Jack Batten tells in his biography of Oscar Peterson that when Peterson performed with Norman Granz’s Jazz at the Philharmonic on September 18, 1949 at New York City’s Carnegie Hall, the pianist walked on stage a rookie but left the audience applauding as though he was a star warranting his name on a bill that also featured Ella Fitzgerald, Dizzy Gillespie, and Buddy Rich. In Batten’s book “Oscar Peterson: The Man and his Jazz,” Peterson’s story is a rags to riches tale sans the theatrics which accompany many narrations in this ilk. In fact, Batten’s account makes it seem as if Peterson never felt poor growing up in Montreal’s community of St. Henri because music filled his and his sibling’s lives.
Batten begins Peterson’s biography at Carnegie Hall, the benchmark moment when Peterson makes the transition from being a local musician playing at the lounge at the Alberta Hotel to moving into mainstream music with the likes of Duke Ellington, Bing Crosby, and Benny Goodman. From there, Batten goes back in time to Peterson’s parents, both from the Caribbean Islands and migrated to Montreal, Canada where Peterson’s father found work as a porter for the Canadian Pacific Railway. Peterson’s background is steep in working class ethics and religious morals as the family attended Sunday masses at the Union United Church.
Peterson’s father encouraged his children to play the piano and leased an upright piano for them to play. Peterson describes his father as being very tough and strict, and his mother as being attentive to her children’s needs and always one to offer practical advice. The family unit was Peterson’s foundation as he embarked on a quest to play the piano professionally.
Batten reviews Peterson’s short list of instructors and musicians whom he performed live with when he first started out. Batten brings to light a corner in Montreal flanked by two active jazz clubs that Peterson frequented. Climbing up one rung at a time, Peterson made his way into JATP without much soliciting or self-promotion. Those were the days when talent was recognized and duly rewarded.

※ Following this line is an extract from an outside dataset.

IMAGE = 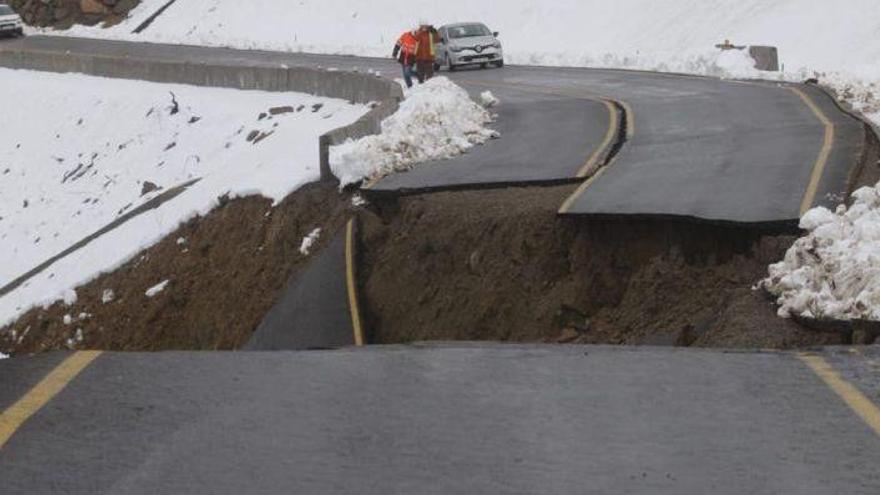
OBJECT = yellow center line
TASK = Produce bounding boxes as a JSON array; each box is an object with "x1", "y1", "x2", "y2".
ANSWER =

Batten is meticulous about delving into the atmosphere that was emerging while Peterson’s music was rising. He speaks about the bebop movement spearheaded by Charlie Parker and Thelonious Monk, and improvised embellishments that stimulated popular standards engineering by the likes of Django Reinhardt and John Lewis.

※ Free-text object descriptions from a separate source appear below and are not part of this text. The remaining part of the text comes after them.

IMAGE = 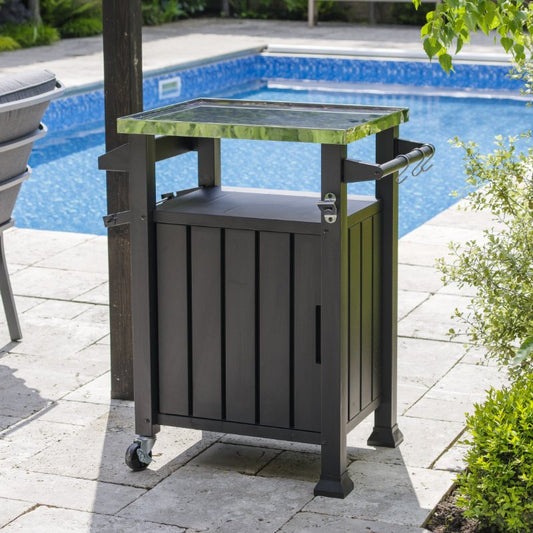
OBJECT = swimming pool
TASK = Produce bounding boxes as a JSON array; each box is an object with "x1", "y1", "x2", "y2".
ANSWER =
[{"x1": 22, "y1": 52, "x2": 532, "y2": 237}]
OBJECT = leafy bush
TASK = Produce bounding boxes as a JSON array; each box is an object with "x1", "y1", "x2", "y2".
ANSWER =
[
  {"x1": 1, "y1": 22, "x2": 60, "y2": 47},
  {"x1": 59, "y1": 16, "x2": 102, "y2": 37},
  {"x1": 41, "y1": 0, "x2": 101, "y2": 26},
  {"x1": 457, "y1": 376, "x2": 533, "y2": 532},
  {"x1": 142, "y1": 0, "x2": 184, "y2": 25},
  {"x1": 0, "y1": 35, "x2": 21, "y2": 51},
  {"x1": 512, "y1": 61, "x2": 533, "y2": 103},
  {"x1": 436, "y1": 130, "x2": 533, "y2": 381},
  {"x1": 41, "y1": 0, "x2": 102, "y2": 37},
  {"x1": 141, "y1": 0, "x2": 204, "y2": 25}
]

Batten additionally lists Peterson’s accomplishments. As a recording artist, he won eight Grammy’s for Best Jazz Performance. As a Canadian citizen, he held several stately positions as well as receiving honorary degrees from Canadian universities. Batten shows that Peterson’s accomplishments went beyond being a jazz artist and became playing a pivotal role in shaping the global society’s impression of jazz music.